There are a number of strategies for developing talent and most organizations engage in some of these activities. But effective organizations, what Bersin—a Deloitte research firm—terms high-impact learning organizations, invest in more than just the basics. They engage in focused development activities designed to advance individual and organizational performance. Some of the most effective activities are targeted mentoring and coaching.
In order to effectively evaluate the impact of your talent development initiatives, there are a number of factors to consider in measuring your organization’s return on investment (ROI):
• Employee retention
• Employee engagement
• Employee advancement
• Program cost
• Organizational behavioral change
Let’s start with employee retention. Attrition can be a significant cost to organizations. There are the hard costs associated with replacing an employee, the softer transition costs, and the even more difficult to quantify (but essential to consider) costs of long-term disruption to the organization’s talent pipeline.

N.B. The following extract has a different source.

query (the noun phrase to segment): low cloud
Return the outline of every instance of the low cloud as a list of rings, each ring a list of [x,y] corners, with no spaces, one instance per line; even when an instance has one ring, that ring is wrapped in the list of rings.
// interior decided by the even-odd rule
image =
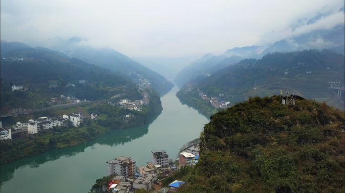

An effective talent development program should increase retention of targeted employees. To measure the impact of increased retention or reduced attrition, multiply the organizational cost of replacing an employee by the overall change is attrition. Remember to segment the employee population in order to evaluate the change relative to the targeted population within a talent development program.
There are several methods for determining the cost of attrition. Perhaps the simplest is to calculate it based on the salary of the replaced employee. One hundred and fifty percent (150%) of the base salary is the percentage most commonly cited.